In your role at VK, you designed and implemented a new API access token format. How did this improve security and efficiency, and what considerations went into its design?
Answer here:
The main thing we were guided by was the security of user sessions. We cannot allow them to be compromised, even though there are additional security mechanisms to access the account.
Accordingly, working closely with information security specialists, we selected encryption algorithms, methods for generating and storing keys, and also took into account all known attacks and vulnerabilities.
The new format made sessions and API tokens more secure, and also allowed us to save additional information in the token, allowing product developers to use this for their own purposes.
Could you walk us through the process of transitioning core systems from monolith to microservices at VK? What were the main benefits and challenges of this transformation?
Answer here:
The main difficulty is the transfer of user data, as well as maintaining the system in working order during the move to microservices.
User data was used in various parts of the social network, so simply transferring part of the code and data is not enough. It is necessary to identify all the places where this data is accessed, to ensure transparent switching. Another big difficulty is to solve the problem with caches, which were used everywhere in the social network. It was necessary to understand their non-trivial logic, and also take them into account when switching.
The main advantages are acceleration of development, the ability to deliver changes separately from the monolith, simplification of development and adaptation of new developers. The entire system becomes more reliable due to the fact that the coherence of the social network components is reduced
As a Senior Golang Developer & SRE at T-Bank, how do you approach designing systems that are resistant to high loads?
Answer here:
In my design practice, I am guided by proven architectural patterns. These can be patterns that I have encountered during my career at work, as well as those that I have gleaned from open sources. In particular, it is useful to periodically follow updates from various large companies regarding their architectures and design solutions. Their blogs, as well as employee presentations at various conferences, are very helpful in this regard.

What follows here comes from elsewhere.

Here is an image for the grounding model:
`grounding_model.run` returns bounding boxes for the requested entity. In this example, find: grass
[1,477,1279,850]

You’ve developed request rate limiting subsystems for high-load environments. Can you explain the importance of rate limiting and how your implementation has improved system performance?
Answer here:
I will give one case from practice:
The company used the IAM subsystem to authorize requests between microservices.

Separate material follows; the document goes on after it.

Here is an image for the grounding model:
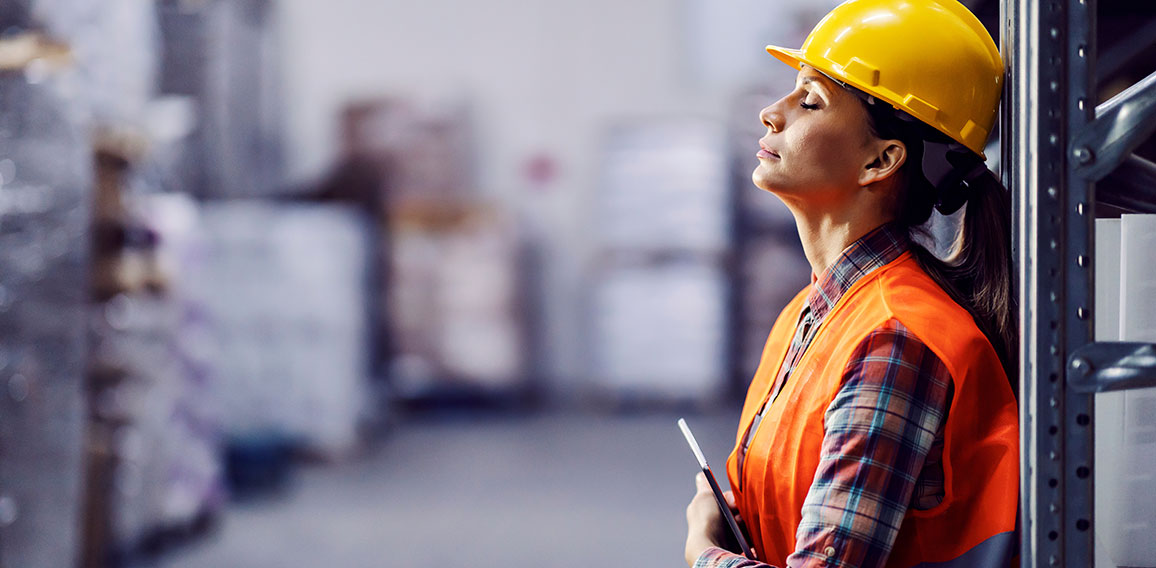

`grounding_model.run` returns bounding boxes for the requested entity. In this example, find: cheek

At some point, one of the dependent systems that used IAM failed and began sending a huge number of requests, thereby disabling IAM, and then almost all dependent systems suffered.
After the introduction of rate-limiting, this never happened again and everything was limited by a notification from the monitoring system 🙂
What emerging trends or technologies in software engineering and distributed systems are you most excited about, and why?
Answer here:
What excites me most are new approaches to writing code with AI.

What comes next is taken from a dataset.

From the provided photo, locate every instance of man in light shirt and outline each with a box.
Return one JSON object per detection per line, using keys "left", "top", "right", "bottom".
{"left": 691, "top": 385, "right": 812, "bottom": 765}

For example, when you pass a model, say, a repository with code, as input, it can add a new feature to the service.
This does not mention other capabilities related to developer assistance: bug catching, context-based code completion, assistance in writing code, etc.
Given your diverse experience across different companies and roles, what advice would you give to aspiring software engineers looking to specialize in high-load and distributed systems?
Answer here:
It is always important to understand the fundamental principles:
network technologies, computer structure, operating systems, data storage subsystems, distributed systems theory, information systems architecture, databases, and so on.
Technologies are constantly changing, new ones appear, new practices appear, all this can be obtained with experience, but fundamental knowledge always remains relevant.
Looking ahead, how do you envision the role of software engineers evolving in the next 5-10 years, particularly in the context of distributed systems and high-load environments?
Answer here:
There is already a tendency that the role of the developer is gradually becoming less relevant, as the outdated monolithic architecture is being replaced by microservices. Microservices are easy to develop, even a junior developer can handle it. The emphasis is shifting towards engineers who manage the infrastructure for these microservices – DevOps, SREs. With the development of cloud technologies, SaaS solutions, virtualization and containerization technologies, infrastructure is becoming central.
It is also worth keeping in mind the rapid development of AI technologies; it is very likely that development in today’s understanding will develop into something completely different, for example, into the close work of an engineer with AI tools.